Aprendo a ser brasileiro. Aqui, bem longe de casa. Só assim tão longe dá pra ver o Brasil como um todo, porque ele é grande, rico, cheio de cultura, história, vida, energia, paixão. Também no berço, aprendemos que as nossas universidades são sempre piores que as européias, que a tecnologia deles é sempre melhor que a nossa, que se comparada a educação e até mesmo a inteligência deles não temos chance, essas coisas. Esse post não pretende de forma alguma esconder aquilo que temos de melhorar. Por outro lado, que rico sou eu por ser brasileiro e como foi/é importante conhecer o longe pra falar do perto.
Aqui fora os estereópicos típicos são muito fortes. É chato responder sempre se jogo futebol e pulo carnaval, até porque sou reserva na pelada e do carnaval eu pulo fora. É chato responder perguntas sobre a "fartura" das mulheres brasileiras, tentar traduzir letra de funk e dizer que moro em Belo Horizonte, e não no Rio ou em São Paulo. Mas isso é o que se vende aqui, e o(a) vendedor(a) costuma ser brasileiro. Paciência..

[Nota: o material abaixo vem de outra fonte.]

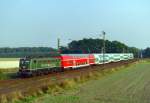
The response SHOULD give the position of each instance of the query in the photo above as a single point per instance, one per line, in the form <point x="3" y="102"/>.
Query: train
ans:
<point x="33" y="66"/>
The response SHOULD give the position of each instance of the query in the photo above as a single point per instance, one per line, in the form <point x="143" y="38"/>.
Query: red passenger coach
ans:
<point x="77" y="60"/>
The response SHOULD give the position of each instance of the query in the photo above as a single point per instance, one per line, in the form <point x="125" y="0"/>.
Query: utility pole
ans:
<point x="104" y="48"/>
<point x="58" y="45"/>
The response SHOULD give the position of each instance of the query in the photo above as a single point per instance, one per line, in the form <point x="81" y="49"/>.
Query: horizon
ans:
<point x="38" y="23"/>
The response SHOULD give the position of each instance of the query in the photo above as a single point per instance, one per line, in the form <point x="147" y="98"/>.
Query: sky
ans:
<point x="29" y="23"/>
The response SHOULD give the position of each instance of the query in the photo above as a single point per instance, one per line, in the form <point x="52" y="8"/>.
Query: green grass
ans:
<point x="9" y="59"/>
<point x="131" y="85"/>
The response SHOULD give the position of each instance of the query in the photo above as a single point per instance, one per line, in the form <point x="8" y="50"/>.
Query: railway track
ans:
<point x="25" y="85"/>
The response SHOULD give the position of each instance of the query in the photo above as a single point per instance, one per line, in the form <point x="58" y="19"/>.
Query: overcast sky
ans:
<point x="41" y="22"/>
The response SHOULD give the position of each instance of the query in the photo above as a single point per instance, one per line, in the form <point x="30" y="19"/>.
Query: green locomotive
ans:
<point x="38" y="66"/>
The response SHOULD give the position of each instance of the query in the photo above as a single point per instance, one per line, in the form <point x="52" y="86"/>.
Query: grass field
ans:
<point x="130" y="85"/>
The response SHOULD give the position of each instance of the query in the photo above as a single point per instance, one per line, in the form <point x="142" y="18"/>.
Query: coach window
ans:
<point x="34" y="61"/>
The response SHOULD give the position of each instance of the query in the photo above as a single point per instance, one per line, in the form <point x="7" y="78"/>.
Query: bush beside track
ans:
<point x="12" y="90"/>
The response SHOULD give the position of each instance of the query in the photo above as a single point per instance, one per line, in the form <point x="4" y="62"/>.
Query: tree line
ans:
<point x="86" y="45"/>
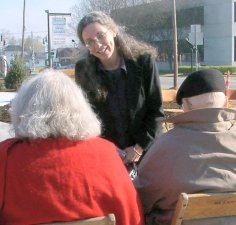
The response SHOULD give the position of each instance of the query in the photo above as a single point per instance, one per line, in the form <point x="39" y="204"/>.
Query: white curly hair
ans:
<point x="51" y="104"/>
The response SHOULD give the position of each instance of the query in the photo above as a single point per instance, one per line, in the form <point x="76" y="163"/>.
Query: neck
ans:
<point x="112" y="63"/>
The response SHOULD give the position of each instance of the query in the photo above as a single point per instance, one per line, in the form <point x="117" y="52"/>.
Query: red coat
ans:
<point x="61" y="180"/>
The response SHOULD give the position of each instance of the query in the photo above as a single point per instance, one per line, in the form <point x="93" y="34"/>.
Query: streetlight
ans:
<point x="49" y="38"/>
<point x="175" y="46"/>
<point x="23" y="32"/>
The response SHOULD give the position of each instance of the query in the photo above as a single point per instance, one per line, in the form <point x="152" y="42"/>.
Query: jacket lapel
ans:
<point x="134" y="84"/>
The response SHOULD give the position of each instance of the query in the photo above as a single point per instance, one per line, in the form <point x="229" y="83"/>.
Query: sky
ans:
<point x="11" y="15"/>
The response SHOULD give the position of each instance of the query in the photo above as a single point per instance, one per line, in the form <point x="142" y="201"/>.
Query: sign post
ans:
<point x="196" y="38"/>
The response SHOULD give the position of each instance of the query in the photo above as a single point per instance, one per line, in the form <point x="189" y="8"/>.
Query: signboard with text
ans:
<point x="58" y="32"/>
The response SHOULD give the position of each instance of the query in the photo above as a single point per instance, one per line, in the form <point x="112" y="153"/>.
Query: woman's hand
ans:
<point x="133" y="154"/>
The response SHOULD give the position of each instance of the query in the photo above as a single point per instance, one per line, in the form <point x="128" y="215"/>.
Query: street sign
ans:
<point x="196" y="36"/>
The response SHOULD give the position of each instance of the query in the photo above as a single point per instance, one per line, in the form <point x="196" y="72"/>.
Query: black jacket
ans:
<point x="143" y="97"/>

Aprendo a ser brasileiro. Nunca gostei tanto de música brasileira, como gosto agora. Nunca gostei tanto da comida brasileira, de misturar arroz, batata, macarrão e todos os outros carboidratos juntos, de comer mexido e tomar suco e café com açucar, como gosto agora. Vou sentir falta da água quente da pia da cozinha daqui, mas sinto mais falta ainda da água gelada da cachoeira que está a 1h de casa. Nunca gostei tanto, como agora, de um abraço brasileiro, de um aperto de mão brasileiro, com força, sem jeito, verdadeiro. Como agora, nunca gostei tanto do improviso brasileiro, de pensar num plano B, C, de não planejar, fazer. Nunca, como agora, gostei tanto de sorrir, falar alto, de dançar, chegar atrasado.

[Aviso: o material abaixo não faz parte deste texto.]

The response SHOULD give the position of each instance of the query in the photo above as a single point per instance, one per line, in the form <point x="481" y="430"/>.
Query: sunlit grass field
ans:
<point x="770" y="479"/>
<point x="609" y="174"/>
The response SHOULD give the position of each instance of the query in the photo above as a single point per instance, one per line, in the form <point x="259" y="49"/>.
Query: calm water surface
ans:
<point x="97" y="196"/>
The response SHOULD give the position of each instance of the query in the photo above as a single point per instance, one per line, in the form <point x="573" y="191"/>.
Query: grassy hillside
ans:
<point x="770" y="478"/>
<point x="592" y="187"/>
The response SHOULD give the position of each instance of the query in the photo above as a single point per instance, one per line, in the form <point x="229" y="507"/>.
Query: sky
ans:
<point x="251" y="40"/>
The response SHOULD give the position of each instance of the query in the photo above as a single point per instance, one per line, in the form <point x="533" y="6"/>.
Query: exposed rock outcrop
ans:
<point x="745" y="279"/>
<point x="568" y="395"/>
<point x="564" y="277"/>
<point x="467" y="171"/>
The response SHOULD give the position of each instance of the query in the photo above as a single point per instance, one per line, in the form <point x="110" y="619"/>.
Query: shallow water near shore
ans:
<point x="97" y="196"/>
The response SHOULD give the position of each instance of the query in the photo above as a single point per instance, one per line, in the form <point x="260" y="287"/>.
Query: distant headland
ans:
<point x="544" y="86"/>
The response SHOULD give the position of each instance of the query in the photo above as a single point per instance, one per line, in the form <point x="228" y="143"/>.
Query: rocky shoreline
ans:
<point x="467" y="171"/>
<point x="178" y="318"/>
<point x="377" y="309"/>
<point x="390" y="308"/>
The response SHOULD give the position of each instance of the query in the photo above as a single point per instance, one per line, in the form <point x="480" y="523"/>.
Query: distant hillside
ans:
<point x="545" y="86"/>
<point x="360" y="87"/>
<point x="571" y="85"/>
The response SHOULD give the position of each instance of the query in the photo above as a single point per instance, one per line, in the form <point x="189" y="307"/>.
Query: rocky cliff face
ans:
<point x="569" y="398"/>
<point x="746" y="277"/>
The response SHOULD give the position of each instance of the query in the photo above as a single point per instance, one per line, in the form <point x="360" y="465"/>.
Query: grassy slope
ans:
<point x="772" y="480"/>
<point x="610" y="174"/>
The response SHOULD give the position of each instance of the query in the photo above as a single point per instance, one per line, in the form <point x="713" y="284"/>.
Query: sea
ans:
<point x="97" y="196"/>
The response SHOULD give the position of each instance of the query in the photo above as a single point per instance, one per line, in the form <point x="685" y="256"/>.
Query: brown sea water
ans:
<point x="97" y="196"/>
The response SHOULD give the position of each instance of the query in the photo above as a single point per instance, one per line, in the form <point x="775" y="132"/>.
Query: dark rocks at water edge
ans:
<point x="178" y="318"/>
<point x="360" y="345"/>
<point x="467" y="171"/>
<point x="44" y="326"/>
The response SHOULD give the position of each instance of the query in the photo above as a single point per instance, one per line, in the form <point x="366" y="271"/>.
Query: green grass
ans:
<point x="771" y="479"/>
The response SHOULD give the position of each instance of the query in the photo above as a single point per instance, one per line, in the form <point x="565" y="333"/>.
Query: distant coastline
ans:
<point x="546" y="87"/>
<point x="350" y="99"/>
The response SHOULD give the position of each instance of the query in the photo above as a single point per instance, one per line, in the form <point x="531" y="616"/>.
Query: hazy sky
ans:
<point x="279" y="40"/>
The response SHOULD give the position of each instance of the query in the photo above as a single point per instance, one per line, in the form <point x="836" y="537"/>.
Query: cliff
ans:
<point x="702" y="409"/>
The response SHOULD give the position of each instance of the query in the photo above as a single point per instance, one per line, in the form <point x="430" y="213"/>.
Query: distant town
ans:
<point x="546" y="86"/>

A ser brasileiro, aprendo. A falar brasileiro, português brasileiro. A cantar brasileiro, a ter jeitinho e sotaque brasileiro, ainda que fale alemão. A Alemanha é um sonho, me arrependeria amargamente se pra cá não tivesse viajado. Mas o que torna esse intercâmbio tão especial é ter a passagem de volta pra casa comprada. Como vai ser bom voltar pra casa, como é bom ser brasileiro.